Chandra X-ray Observatory
nepâhešgâh-e partowhâ-ye X-e Chandra
Fr.: Observatoire des rayons X Chandra
An astronomy satellite launched by NASA in 1999 July, specially designed to detect X-ray emission from very hot regions of the Universe such as exploded stars, clusters of galaxies, and matter around black holes. Chandra carries a high resolution mirror (aperture 1.2 m, focal length 10 m), two imaging detectors (HRC and ACIS), and two sets of transmission grating spectrometer (LETG and HETG). Important Chandra features are: an order of magnitude improvement in spatial resolution, good sensitivity from 0.1 to 10 keV, and the capability for high spectral resolution observations over most of this range. Chandra was initially given an expected lifetime of 5 years, but on 4 September 2001 NASA extended its lifetime to 10 years "based on the observatory's outstanding results." Among the results obtained using Chandra one can mention the spectacular image of the → supernova remnant Cassiopeia A. See also → X-ray astronomy.
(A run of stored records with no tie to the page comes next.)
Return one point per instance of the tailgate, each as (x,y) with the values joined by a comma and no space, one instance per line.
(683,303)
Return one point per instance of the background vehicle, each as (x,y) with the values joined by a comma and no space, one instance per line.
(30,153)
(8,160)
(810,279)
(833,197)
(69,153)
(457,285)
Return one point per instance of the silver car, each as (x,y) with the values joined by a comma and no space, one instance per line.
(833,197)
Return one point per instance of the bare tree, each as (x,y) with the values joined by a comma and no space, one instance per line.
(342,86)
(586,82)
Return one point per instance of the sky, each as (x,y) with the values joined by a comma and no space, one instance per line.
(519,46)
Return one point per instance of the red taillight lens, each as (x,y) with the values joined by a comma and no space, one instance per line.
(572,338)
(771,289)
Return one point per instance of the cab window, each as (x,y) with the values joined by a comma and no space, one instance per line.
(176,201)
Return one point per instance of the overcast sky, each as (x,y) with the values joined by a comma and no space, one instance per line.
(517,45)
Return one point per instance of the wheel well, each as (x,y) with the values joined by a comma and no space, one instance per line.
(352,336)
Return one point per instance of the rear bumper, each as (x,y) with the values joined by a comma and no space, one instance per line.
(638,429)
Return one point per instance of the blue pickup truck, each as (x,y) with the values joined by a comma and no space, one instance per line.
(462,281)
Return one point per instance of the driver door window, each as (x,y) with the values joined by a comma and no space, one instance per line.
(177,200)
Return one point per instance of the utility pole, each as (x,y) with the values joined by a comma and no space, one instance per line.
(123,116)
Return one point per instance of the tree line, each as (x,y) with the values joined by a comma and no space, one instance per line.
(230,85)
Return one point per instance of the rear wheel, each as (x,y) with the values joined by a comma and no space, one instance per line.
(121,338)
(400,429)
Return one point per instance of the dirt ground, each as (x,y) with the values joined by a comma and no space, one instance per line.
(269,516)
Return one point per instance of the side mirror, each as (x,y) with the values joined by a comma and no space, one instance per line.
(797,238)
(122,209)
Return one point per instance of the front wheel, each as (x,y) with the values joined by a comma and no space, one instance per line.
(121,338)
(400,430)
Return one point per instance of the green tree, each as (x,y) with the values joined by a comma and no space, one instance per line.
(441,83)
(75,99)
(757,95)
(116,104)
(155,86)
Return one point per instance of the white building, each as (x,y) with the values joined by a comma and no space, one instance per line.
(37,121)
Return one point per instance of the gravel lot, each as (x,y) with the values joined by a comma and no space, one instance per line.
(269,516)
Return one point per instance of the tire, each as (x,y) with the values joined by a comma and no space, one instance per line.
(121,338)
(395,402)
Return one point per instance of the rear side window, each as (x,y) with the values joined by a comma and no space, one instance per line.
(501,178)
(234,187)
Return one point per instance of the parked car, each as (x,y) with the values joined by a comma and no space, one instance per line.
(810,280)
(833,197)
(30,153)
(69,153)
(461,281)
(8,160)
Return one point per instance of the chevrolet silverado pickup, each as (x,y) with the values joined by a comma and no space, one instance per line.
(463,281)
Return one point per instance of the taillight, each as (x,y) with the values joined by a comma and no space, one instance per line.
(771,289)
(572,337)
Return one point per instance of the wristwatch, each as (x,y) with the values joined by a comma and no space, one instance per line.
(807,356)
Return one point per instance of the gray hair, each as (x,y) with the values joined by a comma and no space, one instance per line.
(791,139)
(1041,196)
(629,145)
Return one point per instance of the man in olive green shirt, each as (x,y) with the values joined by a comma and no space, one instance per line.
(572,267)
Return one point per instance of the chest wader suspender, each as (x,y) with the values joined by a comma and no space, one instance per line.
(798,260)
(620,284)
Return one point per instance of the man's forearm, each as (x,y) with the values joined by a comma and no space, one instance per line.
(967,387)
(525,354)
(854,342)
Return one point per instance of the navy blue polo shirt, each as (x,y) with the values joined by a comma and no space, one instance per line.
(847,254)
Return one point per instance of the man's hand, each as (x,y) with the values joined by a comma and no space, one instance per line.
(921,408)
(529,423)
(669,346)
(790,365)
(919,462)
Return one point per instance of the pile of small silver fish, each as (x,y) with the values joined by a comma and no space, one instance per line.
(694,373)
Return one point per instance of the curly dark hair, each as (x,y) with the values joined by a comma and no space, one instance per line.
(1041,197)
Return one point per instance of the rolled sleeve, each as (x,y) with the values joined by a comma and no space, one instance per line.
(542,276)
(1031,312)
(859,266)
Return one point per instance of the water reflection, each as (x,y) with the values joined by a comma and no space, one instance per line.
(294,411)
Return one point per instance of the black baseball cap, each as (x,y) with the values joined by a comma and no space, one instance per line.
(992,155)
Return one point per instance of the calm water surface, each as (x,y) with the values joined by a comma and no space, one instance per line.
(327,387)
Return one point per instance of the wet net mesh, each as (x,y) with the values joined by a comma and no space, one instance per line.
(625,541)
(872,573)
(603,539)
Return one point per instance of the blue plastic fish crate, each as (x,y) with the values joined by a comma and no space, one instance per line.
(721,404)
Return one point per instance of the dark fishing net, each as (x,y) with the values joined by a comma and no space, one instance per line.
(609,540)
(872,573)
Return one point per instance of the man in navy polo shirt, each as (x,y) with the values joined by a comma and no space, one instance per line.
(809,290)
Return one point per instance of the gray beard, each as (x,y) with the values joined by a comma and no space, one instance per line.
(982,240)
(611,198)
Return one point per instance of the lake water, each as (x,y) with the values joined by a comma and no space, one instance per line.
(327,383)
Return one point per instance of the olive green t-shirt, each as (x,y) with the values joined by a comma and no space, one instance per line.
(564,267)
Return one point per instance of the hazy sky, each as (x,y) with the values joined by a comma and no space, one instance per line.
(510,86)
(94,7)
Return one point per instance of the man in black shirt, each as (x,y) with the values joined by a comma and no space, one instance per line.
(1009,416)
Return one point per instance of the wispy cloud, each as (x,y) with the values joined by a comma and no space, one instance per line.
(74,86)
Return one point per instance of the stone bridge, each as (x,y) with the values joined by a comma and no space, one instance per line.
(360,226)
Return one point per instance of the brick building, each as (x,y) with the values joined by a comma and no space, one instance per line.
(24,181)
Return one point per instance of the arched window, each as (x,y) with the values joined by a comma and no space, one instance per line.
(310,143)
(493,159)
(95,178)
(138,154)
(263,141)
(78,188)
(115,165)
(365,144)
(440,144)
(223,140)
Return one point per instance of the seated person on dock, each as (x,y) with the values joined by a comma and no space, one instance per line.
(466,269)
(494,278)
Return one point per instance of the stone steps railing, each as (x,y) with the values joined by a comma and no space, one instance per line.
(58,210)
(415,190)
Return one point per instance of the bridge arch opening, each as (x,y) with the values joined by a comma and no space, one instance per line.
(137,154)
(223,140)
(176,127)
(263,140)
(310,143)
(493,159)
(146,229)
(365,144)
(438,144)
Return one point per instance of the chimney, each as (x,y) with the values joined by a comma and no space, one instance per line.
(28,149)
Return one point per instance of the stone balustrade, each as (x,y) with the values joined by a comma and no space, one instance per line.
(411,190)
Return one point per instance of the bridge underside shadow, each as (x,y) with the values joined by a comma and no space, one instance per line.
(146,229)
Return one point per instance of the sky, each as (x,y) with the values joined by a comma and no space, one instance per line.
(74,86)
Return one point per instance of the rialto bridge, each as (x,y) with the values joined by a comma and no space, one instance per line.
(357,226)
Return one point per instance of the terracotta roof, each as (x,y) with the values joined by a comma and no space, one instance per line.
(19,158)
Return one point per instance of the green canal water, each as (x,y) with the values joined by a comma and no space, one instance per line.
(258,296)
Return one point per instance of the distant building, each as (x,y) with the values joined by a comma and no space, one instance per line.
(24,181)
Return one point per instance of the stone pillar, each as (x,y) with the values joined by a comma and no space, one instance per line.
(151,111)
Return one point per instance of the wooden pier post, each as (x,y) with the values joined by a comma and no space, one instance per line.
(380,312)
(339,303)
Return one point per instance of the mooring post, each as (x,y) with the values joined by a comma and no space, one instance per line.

Initially called Advanced X-ray Astrophysics Facility (AXAF), the satellite was renamed the Chandra X-ray Observatory in honor of Subrahmanyan Chandrasekhar, the 1983 Nobel Prize in Physics, → Chandrasekhar limit. Moreover, Chandra, or candra- means "moon" or "shining" in Skt., from cand- "to give light, shine;" cf. Gk. kandaros "coal;" L. candela "a light, torch," from candere "to shine;" → X-ray; → Observatory.
hadd-e Chandrasekhar (#)
Fr.: limite de Chandrasekhar
A limiting mass of about 1.44 Solar masses that the theory predicts a non-rotating → white dwarf can attain without collapsing to become a → neutron star or a → black hole. Over this → critical mass, the degeneracy pressure will be unable to bear the load of the bulk mass.
Named after Subrahmayan Chandrasekhar (1910-1995), Indian-born American astrophysicist who, with William A. Fowler, won the 1983 Nobel Prize for Physics for his research on white dwarfs; → limit.
Fr.: limite de Schönberg-Chandrasekhar
During the → main sequence stage, a star burns the hydrogen in its core and transforms it into helium. When the helium mass amounts to about 10% of the initial stellar mass, the star can no longer maintain the → hydrostatic equilibrium in its core; the star increases its volume and leaves the main sequence in order to become a → red giant.
Named after the Brazilian astrophysicist Mario Schönberg (1914-1990) and Subramahmanyan Chandrasekhar, → Chandrasekhar limit, who were the first to point out this limit and derive it (1942, ApJ 96, 161).
super-Chandrasekhar SN Ia
abar-now-axtar-e gune-ye Ia-ye abar-Chandrasekhar
Fr.: supernova de type Ia super-Chandrasekhar
A superluminous → Type Ia supernova which is characterized by a bright → light curve peak, a slow light curve evolution during the photospheric phase, and moderately low ejecta velocities. Modeling suggests ejecta masses far in excess of the → Chandrasekhar limit of mass for non-rotating → white dwarfs and the production of about 1.5 Msun of 56Ni. This precludes the interpretation of these events as thermonuclear explosions of Chandrasekhar-mass white dwarfs.